Felix Pohl hat diese wilden Wasser weitgehend sicher durchschwommen. Trotz einiger Zwangspausen wie im vergangenen Frühjahr, als er nach einem Bandscheibenvorfall monatelang nur eingeschränkt trainieren konnte. Er hat die Schwachstellen am Körper ins Visier genommen, Übungsteile neu kombiniert und stundenlang im Kraftraum geschuftet. Intelligente Trainingssteuerung nennt das der Trainer, der seinen Schützling dafür ausdrücklich lobt. Der Erfolg gibt ihm recht: Viel ist nicht geblieben vom einstigen Turnfloh im Dress des VfL Kirchheim. Sieben Kilo reine Muskelmasse hat er im vergangenen Jahr zugelegt. Inzwischen turnt Felix Pohl wieder beschwerdefrei – und erfolgreich: Als Jüngster im Team steuert er mit dem Starensemble des MTV Stuttgart auf den Gewinn der deutschen Meisterschaft zu. Nach Ende der Halbserie liegt das Team um Marcel Nguyen, den zweifachen Silbermedaillengewinner von London, ungeschlagen an der Spitze der Bundesliga.
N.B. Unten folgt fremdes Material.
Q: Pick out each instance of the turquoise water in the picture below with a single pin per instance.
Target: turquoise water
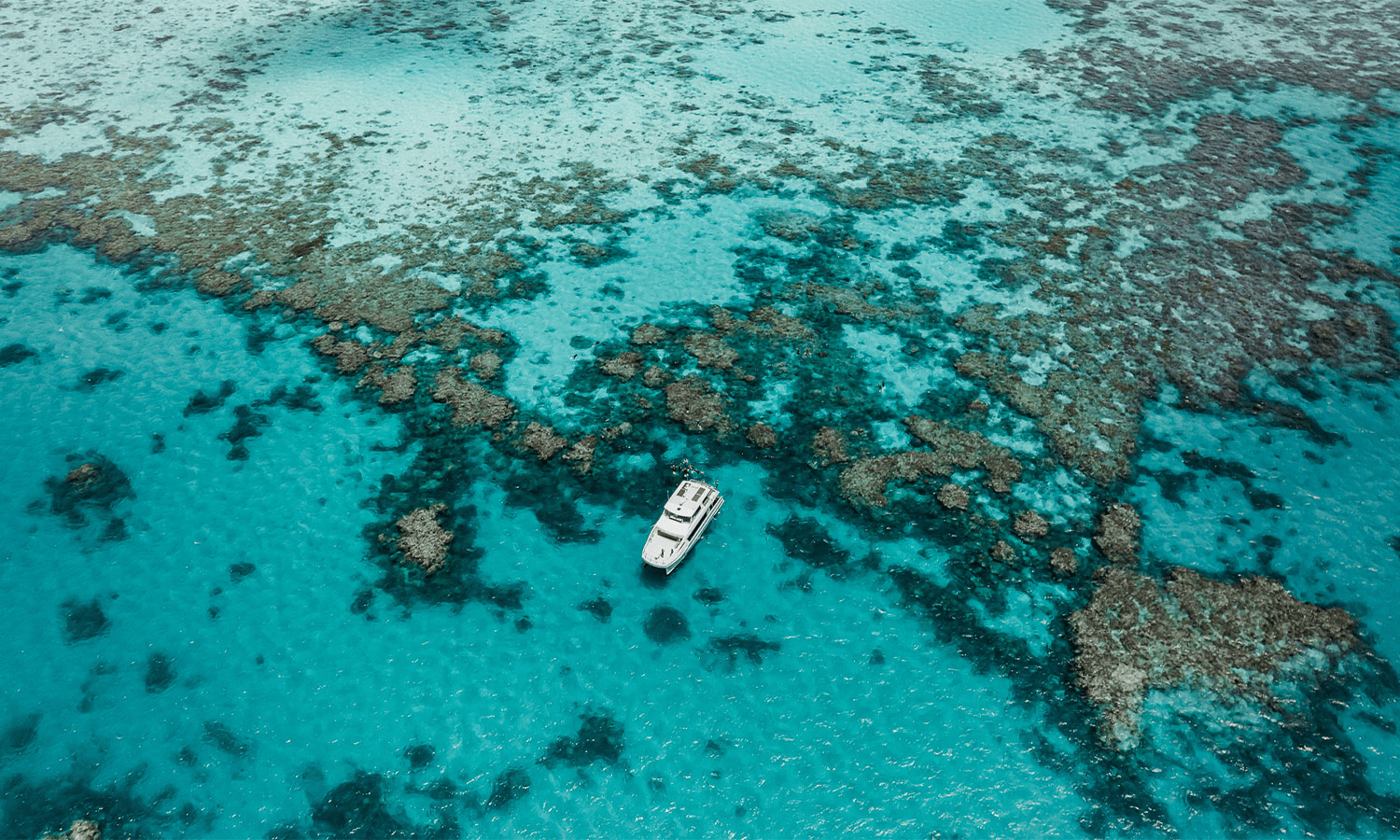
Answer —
(213, 635)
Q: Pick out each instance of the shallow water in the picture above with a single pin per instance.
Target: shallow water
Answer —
(212, 629)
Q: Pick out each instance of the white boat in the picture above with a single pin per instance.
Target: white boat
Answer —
(683, 520)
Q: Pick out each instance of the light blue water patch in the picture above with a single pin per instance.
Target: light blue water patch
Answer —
(263, 658)
(767, 710)
(902, 375)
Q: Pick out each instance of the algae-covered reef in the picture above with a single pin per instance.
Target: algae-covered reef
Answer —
(930, 322)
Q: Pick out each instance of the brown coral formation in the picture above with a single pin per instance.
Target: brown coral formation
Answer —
(472, 405)
(693, 403)
(762, 436)
(647, 335)
(350, 356)
(624, 366)
(710, 350)
(1002, 552)
(394, 386)
(1117, 534)
(542, 441)
(81, 829)
(1030, 525)
(951, 450)
(581, 454)
(1231, 638)
(829, 447)
(966, 450)
(486, 364)
(952, 497)
(423, 540)
(1063, 562)
(867, 479)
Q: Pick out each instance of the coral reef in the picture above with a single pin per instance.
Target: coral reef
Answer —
(952, 497)
(762, 436)
(81, 829)
(1064, 562)
(1117, 534)
(1237, 640)
(693, 403)
(601, 738)
(470, 403)
(542, 441)
(423, 540)
(1030, 525)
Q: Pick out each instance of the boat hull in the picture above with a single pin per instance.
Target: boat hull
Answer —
(671, 559)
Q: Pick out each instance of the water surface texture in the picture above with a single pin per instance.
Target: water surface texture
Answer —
(1044, 353)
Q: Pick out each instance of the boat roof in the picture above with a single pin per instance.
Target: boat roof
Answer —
(686, 500)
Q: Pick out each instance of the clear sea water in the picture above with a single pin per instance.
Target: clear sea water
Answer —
(216, 654)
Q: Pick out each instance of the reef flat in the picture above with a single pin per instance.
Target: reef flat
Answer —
(1030, 344)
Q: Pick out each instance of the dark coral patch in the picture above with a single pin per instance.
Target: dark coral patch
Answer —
(20, 734)
(806, 540)
(419, 755)
(203, 403)
(160, 674)
(91, 380)
(599, 739)
(14, 355)
(83, 621)
(94, 484)
(599, 608)
(248, 425)
(36, 806)
(708, 595)
(728, 649)
(357, 808)
(509, 787)
(665, 624)
(226, 741)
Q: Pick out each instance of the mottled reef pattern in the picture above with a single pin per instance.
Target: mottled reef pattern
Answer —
(1186, 272)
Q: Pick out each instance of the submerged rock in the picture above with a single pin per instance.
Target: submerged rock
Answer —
(1117, 535)
(666, 624)
(486, 364)
(542, 441)
(1002, 552)
(472, 405)
(624, 366)
(693, 403)
(1063, 562)
(581, 454)
(1030, 525)
(1234, 640)
(394, 388)
(599, 739)
(829, 447)
(952, 497)
(423, 540)
(647, 335)
(762, 436)
(81, 829)
(949, 451)
(710, 350)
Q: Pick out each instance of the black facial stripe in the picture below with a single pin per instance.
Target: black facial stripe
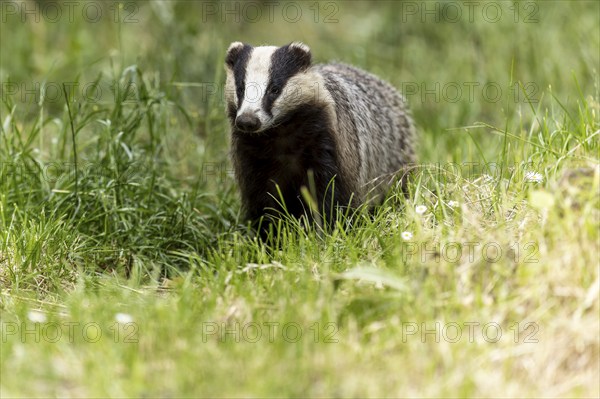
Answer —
(285, 63)
(239, 72)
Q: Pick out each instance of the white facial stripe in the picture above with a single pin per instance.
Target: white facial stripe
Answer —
(257, 79)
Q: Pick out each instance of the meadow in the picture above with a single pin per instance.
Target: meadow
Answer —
(126, 270)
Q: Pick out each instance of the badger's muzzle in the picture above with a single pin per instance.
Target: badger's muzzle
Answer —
(248, 122)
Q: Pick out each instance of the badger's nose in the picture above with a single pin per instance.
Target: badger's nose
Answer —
(247, 123)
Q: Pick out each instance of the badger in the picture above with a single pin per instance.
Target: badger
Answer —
(338, 131)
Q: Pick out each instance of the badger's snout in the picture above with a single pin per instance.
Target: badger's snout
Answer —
(247, 122)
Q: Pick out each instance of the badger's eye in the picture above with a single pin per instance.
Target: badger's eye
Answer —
(274, 90)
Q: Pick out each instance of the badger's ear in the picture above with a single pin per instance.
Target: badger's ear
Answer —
(233, 52)
(301, 53)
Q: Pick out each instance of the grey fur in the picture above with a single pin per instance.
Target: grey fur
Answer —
(340, 122)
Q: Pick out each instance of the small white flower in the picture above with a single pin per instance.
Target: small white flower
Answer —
(36, 316)
(534, 177)
(421, 209)
(123, 318)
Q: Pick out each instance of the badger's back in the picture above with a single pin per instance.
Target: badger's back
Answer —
(375, 129)
(336, 130)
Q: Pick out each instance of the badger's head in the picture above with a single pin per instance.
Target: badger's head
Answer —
(266, 84)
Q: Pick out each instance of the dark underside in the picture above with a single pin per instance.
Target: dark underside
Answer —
(284, 157)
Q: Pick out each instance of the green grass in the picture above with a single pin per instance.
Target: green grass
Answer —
(125, 270)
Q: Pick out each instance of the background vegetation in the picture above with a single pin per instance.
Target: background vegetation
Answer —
(124, 268)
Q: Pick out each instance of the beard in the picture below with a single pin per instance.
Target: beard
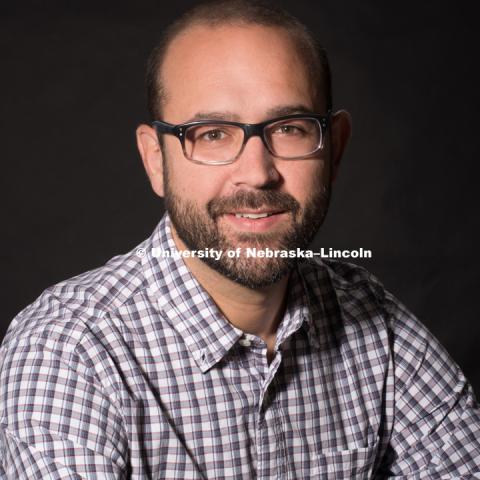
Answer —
(199, 229)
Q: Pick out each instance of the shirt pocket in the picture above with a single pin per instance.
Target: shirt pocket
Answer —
(355, 463)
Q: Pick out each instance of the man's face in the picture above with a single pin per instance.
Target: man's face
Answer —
(247, 74)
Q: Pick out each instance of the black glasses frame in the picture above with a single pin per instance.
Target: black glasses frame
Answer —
(249, 130)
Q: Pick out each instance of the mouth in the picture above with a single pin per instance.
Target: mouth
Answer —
(258, 221)
(255, 215)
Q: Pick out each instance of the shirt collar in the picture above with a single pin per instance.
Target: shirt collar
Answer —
(191, 310)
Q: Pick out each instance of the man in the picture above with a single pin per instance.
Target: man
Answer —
(190, 358)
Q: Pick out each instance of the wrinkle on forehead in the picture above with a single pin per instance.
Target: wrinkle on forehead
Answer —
(209, 67)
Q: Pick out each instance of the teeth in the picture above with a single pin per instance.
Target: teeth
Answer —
(251, 215)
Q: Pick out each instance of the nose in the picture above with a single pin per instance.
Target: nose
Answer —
(255, 167)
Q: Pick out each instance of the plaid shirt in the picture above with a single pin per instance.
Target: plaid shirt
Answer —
(130, 371)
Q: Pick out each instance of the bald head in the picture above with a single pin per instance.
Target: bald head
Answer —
(241, 13)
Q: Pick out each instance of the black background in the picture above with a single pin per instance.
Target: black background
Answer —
(75, 193)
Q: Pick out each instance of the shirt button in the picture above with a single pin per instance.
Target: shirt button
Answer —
(244, 342)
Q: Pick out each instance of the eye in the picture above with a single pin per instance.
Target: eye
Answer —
(214, 135)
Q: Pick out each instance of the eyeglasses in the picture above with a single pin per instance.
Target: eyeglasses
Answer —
(214, 142)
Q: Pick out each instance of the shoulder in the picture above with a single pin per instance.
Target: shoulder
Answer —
(361, 299)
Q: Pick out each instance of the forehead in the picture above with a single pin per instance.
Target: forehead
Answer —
(245, 69)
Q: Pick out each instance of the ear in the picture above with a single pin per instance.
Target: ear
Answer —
(151, 153)
(340, 132)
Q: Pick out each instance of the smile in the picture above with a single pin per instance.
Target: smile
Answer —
(253, 215)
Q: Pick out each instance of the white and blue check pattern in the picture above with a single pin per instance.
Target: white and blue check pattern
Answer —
(131, 372)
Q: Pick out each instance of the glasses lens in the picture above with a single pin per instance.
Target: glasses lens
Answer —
(294, 137)
(213, 143)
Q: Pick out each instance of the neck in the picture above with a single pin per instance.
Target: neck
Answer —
(256, 311)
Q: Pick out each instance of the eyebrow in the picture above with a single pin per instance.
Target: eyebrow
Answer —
(228, 116)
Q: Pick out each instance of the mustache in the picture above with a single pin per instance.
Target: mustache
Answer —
(253, 200)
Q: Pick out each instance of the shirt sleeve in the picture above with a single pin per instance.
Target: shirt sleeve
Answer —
(436, 426)
(55, 419)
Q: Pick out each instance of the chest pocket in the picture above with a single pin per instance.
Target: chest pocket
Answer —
(356, 463)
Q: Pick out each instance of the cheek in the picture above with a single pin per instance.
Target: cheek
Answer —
(193, 182)
(303, 179)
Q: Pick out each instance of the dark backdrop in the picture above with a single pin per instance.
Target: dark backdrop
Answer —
(74, 189)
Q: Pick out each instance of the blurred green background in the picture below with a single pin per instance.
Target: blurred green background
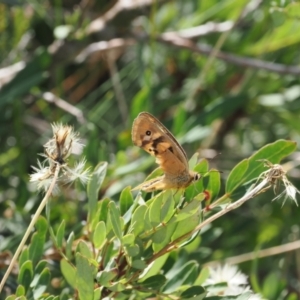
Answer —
(97, 64)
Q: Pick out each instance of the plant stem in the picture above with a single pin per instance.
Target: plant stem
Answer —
(250, 194)
(30, 227)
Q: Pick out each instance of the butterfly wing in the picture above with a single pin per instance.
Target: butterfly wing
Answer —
(152, 136)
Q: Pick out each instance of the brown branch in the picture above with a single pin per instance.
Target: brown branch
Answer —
(258, 254)
(179, 42)
(50, 97)
(120, 16)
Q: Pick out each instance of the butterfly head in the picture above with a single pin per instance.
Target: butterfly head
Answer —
(194, 176)
(197, 176)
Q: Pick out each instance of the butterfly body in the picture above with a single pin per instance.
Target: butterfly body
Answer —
(152, 136)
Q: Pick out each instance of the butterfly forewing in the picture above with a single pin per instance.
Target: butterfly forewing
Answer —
(151, 135)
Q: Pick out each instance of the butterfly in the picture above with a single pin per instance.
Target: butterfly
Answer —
(151, 135)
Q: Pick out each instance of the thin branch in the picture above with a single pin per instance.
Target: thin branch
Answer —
(231, 58)
(120, 16)
(69, 108)
(258, 254)
(174, 244)
(116, 82)
(103, 46)
(202, 30)
(30, 227)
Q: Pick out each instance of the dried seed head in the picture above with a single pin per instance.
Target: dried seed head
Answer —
(64, 142)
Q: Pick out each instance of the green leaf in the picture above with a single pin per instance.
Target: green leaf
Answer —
(167, 209)
(168, 232)
(24, 256)
(126, 200)
(69, 272)
(60, 234)
(214, 184)
(103, 209)
(99, 234)
(154, 282)
(36, 247)
(42, 284)
(139, 264)
(69, 245)
(156, 266)
(186, 274)
(204, 274)
(115, 219)
(84, 277)
(184, 227)
(154, 210)
(128, 239)
(193, 160)
(105, 277)
(160, 235)
(196, 187)
(132, 250)
(235, 178)
(26, 274)
(93, 188)
(42, 264)
(137, 221)
(20, 291)
(193, 292)
(117, 287)
(188, 210)
(97, 293)
(84, 249)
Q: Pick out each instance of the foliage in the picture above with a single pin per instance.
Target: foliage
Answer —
(95, 66)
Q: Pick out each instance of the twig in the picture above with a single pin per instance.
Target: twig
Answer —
(231, 58)
(202, 30)
(103, 46)
(250, 194)
(30, 227)
(259, 254)
(69, 108)
(116, 82)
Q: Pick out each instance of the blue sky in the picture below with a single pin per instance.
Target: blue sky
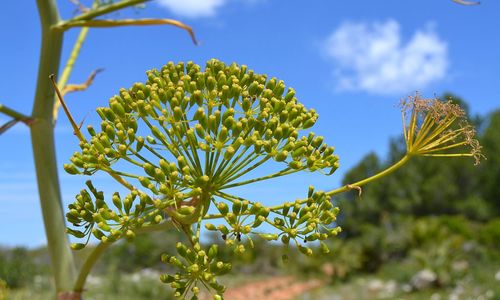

Für Pohl ist es bereits seine zweite Saison im Dress des Erstligisten, doch seine erste verletzungsfreie. Zwei Einsätze am Pauschenpferd, mehr war nicht drin im vergangenen Jahr. In der laufenden Saison hat er immerhin schon zwei solide Wettkämpfe für den MTV bestritten. Mit einer „beachtlichen Leistung“, wie Klaus Nigl findet. In der zweiten Saisonhälfte hofft er nun auf seine Chance, und die wird er auch bekommen, wenn man seinem Trainer glaubt. Obwohl die Stuttgarter ihren ohnehin starken Kader im April noch weiter verstärkt und den letzten Ausländerplatz mit dem US-Amerikaner Donnell Wittenberg besetzt haben. Daraus spricht Entschlossenheit auf dem Weg zur Meisterschaft, schließlich wird es in den drei verbleibenden Wettkämpfen im Oktober und November ernst: Dann warten mit der KTV Obere Lahn, dem TV Schwäbisch Gmünd-Wetzgau und der KTV Straubenhardt die drei direkten Verfolger als Gegner.